A dialética transcendental é uma parte da lógica transcendental que lida com o noumeno em vez
do fenômeno (este já foi estudado pela estética e analítica transcendental). É a resposta da ânsia
natural que existe no homem de descobrir coisas que estão além da cognição.
Razão Pura, para Kant, é a faculdade da cognição humana que não se dirige aos objetos da
experiência condicionados pela estrutura a priori do conhecimento. A razão se refere a objetos
incondicionados, ou seja, não determinados por qualquer categoria mental. A razão pura visa esses
objetos que estão distantes da experiência, objetos dos quais ela não pode falar, embora anseie
conhecer.
Num silogismo nós partimos de um juízo universal para chegarmos em um juízo particular.
Kant diz que, na prática, nós fazemos um silogismo inverso: vemos que João morreu e procuramos
uma teoria para explicar esse fato e daí dizemos que todo homem é mortal.
Quando o homem faz um julgamento, é normal que ele depois queira encontrar uma lei genérica
que explique tal julgamento. O homem está sempre em busca das premissas maiores.

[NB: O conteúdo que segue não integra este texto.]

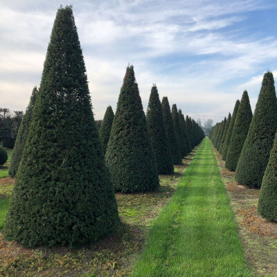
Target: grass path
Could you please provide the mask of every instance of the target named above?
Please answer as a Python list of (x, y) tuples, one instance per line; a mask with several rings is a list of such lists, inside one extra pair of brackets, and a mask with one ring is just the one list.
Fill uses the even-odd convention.
[(253, 276), (206, 138), (157, 219), (132, 276)]

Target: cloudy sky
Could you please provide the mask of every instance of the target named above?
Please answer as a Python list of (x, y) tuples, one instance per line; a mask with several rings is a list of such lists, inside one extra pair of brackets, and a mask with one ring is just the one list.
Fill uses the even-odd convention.
[(277, 78), (274, 0), (1, 0), (1, 107), (25, 110), (39, 86), (57, 8), (73, 5), (96, 119), (116, 109), (128, 63), (144, 109), (153, 83), (185, 114), (214, 121), (264, 72)]

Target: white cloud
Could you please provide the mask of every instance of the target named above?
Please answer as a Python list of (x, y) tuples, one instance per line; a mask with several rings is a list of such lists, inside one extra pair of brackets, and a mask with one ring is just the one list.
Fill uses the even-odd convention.
[[(277, 59), (275, 37), (224, 31), (266, 8), (255, 0), (111, 0), (72, 1), (87, 69), (96, 118), (114, 109), (128, 62), (133, 62), (144, 108), (151, 85), (185, 113), (215, 120), (232, 111), (244, 89), (255, 87), (263, 64)], [(25, 109), (39, 84), (57, 2), (27, 0), (0, 3), (0, 93), (2, 105)], [(262, 69), (262, 70), (266, 69)], [(26, 80), (13, 75), (28, 75)], [(230, 85), (240, 78), (242, 84)], [(257, 77), (258, 78), (258, 77)], [(229, 85), (222, 89), (222, 84)], [(258, 92), (251, 93), (253, 99)], [(201, 110), (202, 109), (202, 110)], [(186, 110), (185, 110), (186, 109)], [(216, 119), (217, 118), (217, 119)]]

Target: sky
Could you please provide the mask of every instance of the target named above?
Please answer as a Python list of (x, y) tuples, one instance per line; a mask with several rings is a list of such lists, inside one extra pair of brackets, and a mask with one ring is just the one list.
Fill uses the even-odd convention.
[(39, 86), (60, 5), (72, 5), (93, 113), (114, 111), (128, 64), (144, 110), (152, 84), (183, 113), (221, 121), (262, 75), (277, 78), (274, 0), (1, 0), (1, 107), (23, 110)]

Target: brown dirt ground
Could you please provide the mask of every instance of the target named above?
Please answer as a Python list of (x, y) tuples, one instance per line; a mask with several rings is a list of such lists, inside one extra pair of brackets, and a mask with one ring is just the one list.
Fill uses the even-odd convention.
[(258, 214), (260, 190), (235, 181), (235, 172), (224, 168), (224, 161), (218, 151), (214, 150), (248, 265), (257, 276), (277, 276), (277, 223)]
[[(89, 248), (29, 249), (15, 242), (6, 242), (0, 233), (0, 276), (128, 276), (143, 251), (154, 220), (176, 191), (195, 152), (183, 159), (182, 165), (175, 166), (174, 174), (159, 176), (158, 191), (116, 193), (121, 221), (118, 232)], [(9, 177), (0, 179), (0, 190), (12, 188), (14, 181)]]

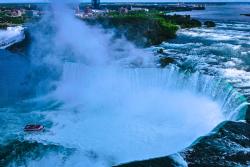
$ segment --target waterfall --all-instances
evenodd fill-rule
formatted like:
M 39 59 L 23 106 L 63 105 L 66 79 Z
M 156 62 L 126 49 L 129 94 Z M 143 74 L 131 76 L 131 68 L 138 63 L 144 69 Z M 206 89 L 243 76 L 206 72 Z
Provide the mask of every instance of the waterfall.
M 66 63 L 64 65 L 63 83 L 74 82 L 82 84 L 89 80 L 84 78 L 84 73 L 96 76 L 100 71 L 115 73 L 114 76 L 128 78 L 130 82 L 125 89 L 133 92 L 140 86 L 159 87 L 176 91 L 189 91 L 198 95 L 206 96 L 219 104 L 220 110 L 227 120 L 244 119 L 247 110 L 247 99 L 222 78 L 204 75 L 199 72 L 186 73 L 172 65 L 168 68 L 105 68 L 91 69 L 82 64 Z M 124 81 L 121 81 L 124 82 Z

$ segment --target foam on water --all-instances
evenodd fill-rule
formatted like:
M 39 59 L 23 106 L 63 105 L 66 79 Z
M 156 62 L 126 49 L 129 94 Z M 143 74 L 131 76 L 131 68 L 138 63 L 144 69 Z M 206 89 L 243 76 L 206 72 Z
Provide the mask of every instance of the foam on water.
M 5 49 L 14 43 L 22 41 L 25 38 L 23 30 L 21 26 L 0 30 L 0 49 Z
M 53 122 L 50 133 L 26 139 L 76 148 L 65 166 L 111 166 L 177 152 L 225 117 L 195 85 L 179 87 L 184 78 L 174 74 L 67 63 L 51 95 L 64 104 L 45 114 Z
M 163 43 L 168 56 L 195 71 L 224 77 L 248 96 L 250 83 L 249 23 L 217 23 L 216 28 L 185 29 L 176 40 Z M 190 42 L 194 41 L 194 42 Z

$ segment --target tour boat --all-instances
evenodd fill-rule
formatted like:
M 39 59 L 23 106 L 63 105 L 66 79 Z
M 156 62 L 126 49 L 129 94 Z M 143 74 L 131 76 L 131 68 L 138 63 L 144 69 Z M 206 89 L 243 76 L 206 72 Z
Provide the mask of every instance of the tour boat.
M 40 132 L 42 130 L 44 130 L 43 125 L 26 125 L 24 127 L 24 131 L 26 132 Z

Quando fazemos um julgamento como o de que “há uma reação quando faço uma ação” , nós não
camos contentes e buscamos conceitos mais gerais pelos quais possamos fazer um raciocínio e
chegar a uma lei, como a lei de Newton. A mente vai elaborando conceitos até alcançar uma
realidade que não passou pela experiência. A pessoa não se contenta, por exemplo, em saber que
existe um mecanismo que junta 2 conceitos (“eu penso”) e então cria a ideia de uma alma. A ideia
de universo também foi montada para ser uma premissa maior que enquadre premissas menores
que estão atreladas ao sensorial, mas o universo em si não é objeto sensorial. A ideia de Deus é a
mesma coisa. A mente humana é obrigada a enxergar isso como uma exigência para ter premissas
maiores. Elas são construções gratuitas da inteligência e não podem ser vistas na realidade.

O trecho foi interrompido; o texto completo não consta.